At the zygote stage (day 1), small cells called polar bodies that are naturally shed by the egg prior to and immediately after fertilization can be removed and they contain a complementary set of chromosomes to the egg. Polar body analysis is performed early in development but it can only tell us about the maternal genetic contribution of the subsequent embryo. Alternative methods that can reveal both parental genetic contributions involve either the removal of an embryonic cell (blastomere) from the cleavage stage embryo on day 3 of development or the removal of several cells from the outer layer (trophectoderm) of the blastocyst on day 5. Genetic testing is performed on these cells and typically a result is produced within 24-48 hours.
This testing is typically performed on a Day 3 embryo (eight cell stage) where one of the eight cells is removed and subjected to genetic scrutiny.
Indications for preimplantation genetics include couples at high risk for producing offspring with genetic disorders, such as carriers of cystic fibrosis or Tay-Sach’s disease. These couples may wish to prevent the birth of a child with an abnormal gene. In this case, special probes must be used in the test to detect the gene in question.
In IVF pregnancies of women 35 years or older, those with multiple failed IVF cycles and those with repeated miscarriages, research has shown that chromosomal abnormalities of the embryo increase either the risk of spontaneous miscarriage or the development of a genetically abnormal fetus. Performing preimplantation genetic screening for the 9 chromosomes most involved in chromosomal abnormalities (chromosomes 13, 15, 16, 17, 18, 21, 22, X & Y) could prevent the initiation of these abnormal pregnancies in IVF patients. An estimated 60 percent of all early miscarriages are associated with a chromosomal abnormality in the embryo.

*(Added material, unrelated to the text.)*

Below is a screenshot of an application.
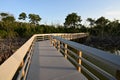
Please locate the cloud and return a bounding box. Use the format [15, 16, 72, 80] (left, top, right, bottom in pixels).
[104, 10, 120, 20]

The purpose of preimplantation genetic screening is to select and transfer to the uterus only embryos that do not have numerical abnormalities for the 9 chromosomes tested in order to achieve higher implantation rates and fewer pregnancy losses.
Preimplantation genetic screening is only accurate approximately 90% of the time. This inherent 10% error rate means that there is no guarantee of a healthy baby. Even in the general population there is a 3-5% incidence of birth defects or malformations. In addition, preimplantation genetics can not detect abnormalities of chromosomes or genes which are not included in the test nor can it detect abnormalities if they occur in only some of the cells in the embryo (mosaicism). It is highly recommended that traditional prenatal diagnosis in the form of chorionic villous sampling or amniocentesis is performed if a pregnancy is established after preimplantation genetics.